If memory is so individual and elusive, if it cannot be measured with the exactness of a distant galaxy or a chemical imbalance in the body’s system, is it then in some form an illusion? Can memory even be shaped, in fact, without illusion, without some self-deception and misinterpretation or misrepresentation of “reality?” How can this be decided? And if illusion is present, does that remove the possibility of truth? Trying to answer this is futile, for any observer asking the question already lives within the same perceptual paradigm, holds another set of memories that color what he or she thinks they see or understand about anyone. As the Spanish film director Luis Bunuel once said, “our memory is our coherence, our reason, our feeling, even our action.”
Memories In the Present Moment
We create memories all our lives, and witness their transformation again and again, dependent on our world view and the level of integration we allow for the experiences to surface. Perhaps our co-existence with memory is part of the soul’s journey. Perhaps our spirit cannot grow, and our hearts cannot feel, and our minds cannot be transformed, without the Creative Force that memory apprehends for us.

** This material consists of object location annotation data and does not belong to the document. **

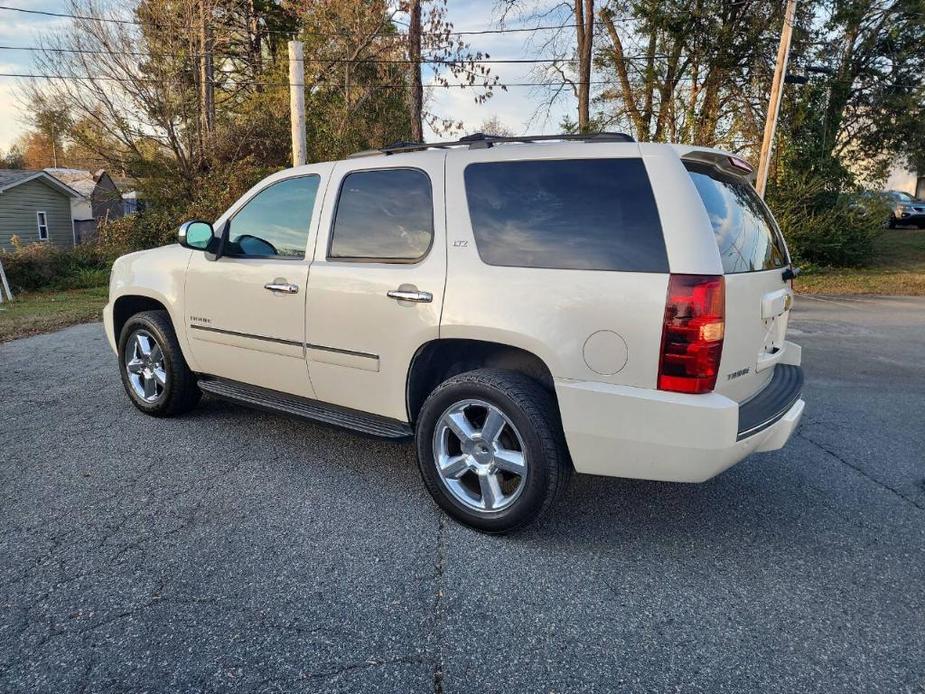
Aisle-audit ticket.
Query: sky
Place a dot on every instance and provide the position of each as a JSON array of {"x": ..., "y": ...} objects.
[{"x": 513, "y": 108}]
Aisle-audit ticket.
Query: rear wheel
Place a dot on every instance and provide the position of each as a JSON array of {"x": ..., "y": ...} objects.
[
  {"x": 154, "y": 373},
  {"x": 491, "y": 450}
]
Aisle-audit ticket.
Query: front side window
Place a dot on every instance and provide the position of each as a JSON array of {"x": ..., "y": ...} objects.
[
  {"x": 385, "y": 215},
  {"x": 275, "y": 222},
  {"x": 580, "y": 214},
  {"x": 747, "y": 237},
  {"x": 42, "y": 220}
]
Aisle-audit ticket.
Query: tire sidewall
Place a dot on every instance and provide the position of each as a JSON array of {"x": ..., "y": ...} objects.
[
  {"x": 144, "y": 322},
  {"x": 533, "y": 496}
]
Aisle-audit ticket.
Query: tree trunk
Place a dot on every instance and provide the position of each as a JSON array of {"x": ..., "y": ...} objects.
[
  {"x": 629, "y": 98},
  {"x": 207, "y": 94},
  {"x": 414, "y": 55},
  {"x": 584, "y": 32}
]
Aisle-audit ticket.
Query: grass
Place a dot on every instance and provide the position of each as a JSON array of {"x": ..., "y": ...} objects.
[
  {"x": 898, "y": 268},
  {"x": 41, "y": 312}
]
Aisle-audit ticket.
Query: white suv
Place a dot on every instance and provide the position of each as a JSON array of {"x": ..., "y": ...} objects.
[{"x": 522, "y": 308}]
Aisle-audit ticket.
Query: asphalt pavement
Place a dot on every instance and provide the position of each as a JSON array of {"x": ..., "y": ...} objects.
[{"x": 233, "y": 550}]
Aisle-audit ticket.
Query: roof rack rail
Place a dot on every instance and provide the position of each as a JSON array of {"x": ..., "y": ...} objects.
[{"x": 483, "y": 141}]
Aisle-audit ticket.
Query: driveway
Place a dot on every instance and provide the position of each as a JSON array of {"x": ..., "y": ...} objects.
[{"x": 235, "y": 550}]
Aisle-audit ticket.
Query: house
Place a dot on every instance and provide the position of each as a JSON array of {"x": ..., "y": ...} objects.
[
  {"x": 901, "y": 178},
  {"x": 100, "y": 199},
  {"x": 35, "y": 206}
]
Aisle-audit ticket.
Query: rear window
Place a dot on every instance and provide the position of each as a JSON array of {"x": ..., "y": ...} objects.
[
  {"x": 581, "y": 214},
  {"x": 747, "y": 237}
]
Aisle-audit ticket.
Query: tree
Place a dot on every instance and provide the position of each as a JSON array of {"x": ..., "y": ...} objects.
[
  {"x": 432, "y": 41},
  {"x": 571, "y": 47},
  {"x": 13, "y": 159},
  {"x": 689, "y": 70},
  {"x": 494, "y": 126}
]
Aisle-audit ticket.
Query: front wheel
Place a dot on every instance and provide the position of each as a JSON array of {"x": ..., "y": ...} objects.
[
  {"x": 154, "y": 373},
  {"x": 491, "y": 449}
]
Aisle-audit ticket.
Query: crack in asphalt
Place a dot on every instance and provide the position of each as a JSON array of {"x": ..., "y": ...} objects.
[
  {"x": 861, "y": 471},
  {"x": 439, "y": 615}
]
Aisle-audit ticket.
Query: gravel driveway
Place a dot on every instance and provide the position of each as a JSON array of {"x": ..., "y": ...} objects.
[{"x": 239, "y": 551}]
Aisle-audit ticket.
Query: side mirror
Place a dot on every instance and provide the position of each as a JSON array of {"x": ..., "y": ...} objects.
[{"x": 197, "y": 235}]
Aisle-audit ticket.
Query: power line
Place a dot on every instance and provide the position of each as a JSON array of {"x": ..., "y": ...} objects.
[
  {"x": 285, "y": 85},
  {"x": 464, "y": 32},
  {"x": 384, "y": 61}
]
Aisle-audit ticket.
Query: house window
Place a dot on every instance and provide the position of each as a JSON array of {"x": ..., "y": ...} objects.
[{"x": 43, "y": 226}]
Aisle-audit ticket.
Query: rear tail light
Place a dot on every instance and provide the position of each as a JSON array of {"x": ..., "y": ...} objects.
[{"x": 692, "y": 334}]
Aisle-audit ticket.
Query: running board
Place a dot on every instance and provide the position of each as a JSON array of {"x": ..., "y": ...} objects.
[{"x": 273, "y": 401}]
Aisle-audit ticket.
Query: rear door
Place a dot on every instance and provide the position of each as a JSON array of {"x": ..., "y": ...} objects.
[
  {"x": 758, "y": 299},
  {"x": 376, "y": 285}
]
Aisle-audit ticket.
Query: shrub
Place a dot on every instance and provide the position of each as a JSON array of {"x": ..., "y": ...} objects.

Perhaps our wisdom lies in eventually allowing ourselves to experience memory without censorship, allowing ourselves to see everything, to yield control of the unknown. Perhaps, if it leads to the experience of a full integration of mind and heart and soul, we move closer to the Source, to the Light.
And perhaps if the present moment were not so ephemeral, if we did not have knowledge that it would end, it would not be so precious. Memory is our access to knowing this, and the knowing is emotional in basis, and sacred. It cannot be separated out or compartmentalized, though we try to do this, often insist we can. Memory is the emotional aspect of our being that tells us who we are. It is the changing patterns of memory that tell us who we have become now.
And Now is all we have. In the present moment we exist as the whole energy of our being. There is no other way possible. We are in each moment our whole selves, and meant to live in awareness of this.